Insurance Companies Targeting Early Retirees

Alliance for Retired Americans

Older Americans in Medicare’s Part D prescription drug program are more likely to pay at least $300 a month for medicines than those on other plans, a study published Tuesday by the journal Health Affairs has found.

Experts consider the poll of more than 16,000 seniors, performed by the Kaiser Family Foundation, the Commonwealth Fund, and the Tufts-New England Medical Center, the closest thing yet to a “report card” on Part D.

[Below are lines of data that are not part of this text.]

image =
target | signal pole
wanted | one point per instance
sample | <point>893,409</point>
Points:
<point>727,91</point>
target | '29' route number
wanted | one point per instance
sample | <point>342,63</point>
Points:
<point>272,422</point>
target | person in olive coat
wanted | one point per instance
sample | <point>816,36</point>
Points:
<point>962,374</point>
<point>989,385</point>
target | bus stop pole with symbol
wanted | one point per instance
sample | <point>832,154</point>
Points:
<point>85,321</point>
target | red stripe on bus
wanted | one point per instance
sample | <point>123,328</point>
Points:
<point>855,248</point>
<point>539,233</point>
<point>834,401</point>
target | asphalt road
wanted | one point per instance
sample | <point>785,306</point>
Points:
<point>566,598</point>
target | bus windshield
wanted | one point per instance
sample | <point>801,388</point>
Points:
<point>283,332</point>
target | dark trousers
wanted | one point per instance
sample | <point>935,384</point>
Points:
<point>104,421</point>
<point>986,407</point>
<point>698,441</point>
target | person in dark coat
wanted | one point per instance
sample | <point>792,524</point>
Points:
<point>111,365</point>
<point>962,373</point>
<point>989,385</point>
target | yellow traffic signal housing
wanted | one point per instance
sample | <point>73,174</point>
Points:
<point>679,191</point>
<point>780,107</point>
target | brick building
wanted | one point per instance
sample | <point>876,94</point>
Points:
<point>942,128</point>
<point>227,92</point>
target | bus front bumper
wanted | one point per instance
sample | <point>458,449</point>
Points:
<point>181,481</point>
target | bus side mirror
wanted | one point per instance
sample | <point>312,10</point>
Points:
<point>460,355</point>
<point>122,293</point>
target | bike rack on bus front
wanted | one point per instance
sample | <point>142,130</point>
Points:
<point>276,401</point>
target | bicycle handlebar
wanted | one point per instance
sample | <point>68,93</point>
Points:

The study found that 8 percent of seniors in the government’s Medicare plans spent $300 or more out-of-pocket for drugs, compared with 5 percent for both those covered by the Veterans Affairs Department, which negotiates prices for drugs it covers, and those covered by workplace insurance.

Medicare recipients were also more likely to delay or forgo filling prescriptions because of the expense, with one in five enrollees saying they had put off or even skipped getting some medications because of Part D’s high costs. Part of the reason so many beneficiaries are having difficulty paying for their medications is that many low-income seniors apparently do not know that they can get additional government subsidies to lower their costs, the survey indicated.

Congressional Democrats, who have proposed expanding the number of seniors eligible for such subsidies by cutting over-payments to private Medicare Advantage plans, seized on the findings as evidence that the benefit is not working well for those who need it most: seniors who have several chronic illnesses and must take a number of medications.

According to a recent report by The Wall Street Journal, health insurance companies are targeting those who are least likely to be covered by their employers, including early retirees who are too young to qualify for Medicare Help.

Retirees aged 50-64 are the second-fastest growing group of uninsured Americans, as increasing numbers of companies cut retirement benefits and leave them stuck in a gap after stopping work and before Medicare eligibility. While some companies have already begun marketing their individual medical policies to older Americans, others plan to release specially designed packages for retirees in the next few months. However, some are critical of the new plans, mainly available in states where laws allow insurers greater ability to choose only the healthiest customers.

Nationally, an average 30% of 60- to 64-year-olds who apply for a new health insurance policy is rejected. To make premiums more affordable, many early retirees are choosing plans with deductibles as high as $5,000 or $10,000 and fewer benefits, in exchange for premiums as low as $84 a month.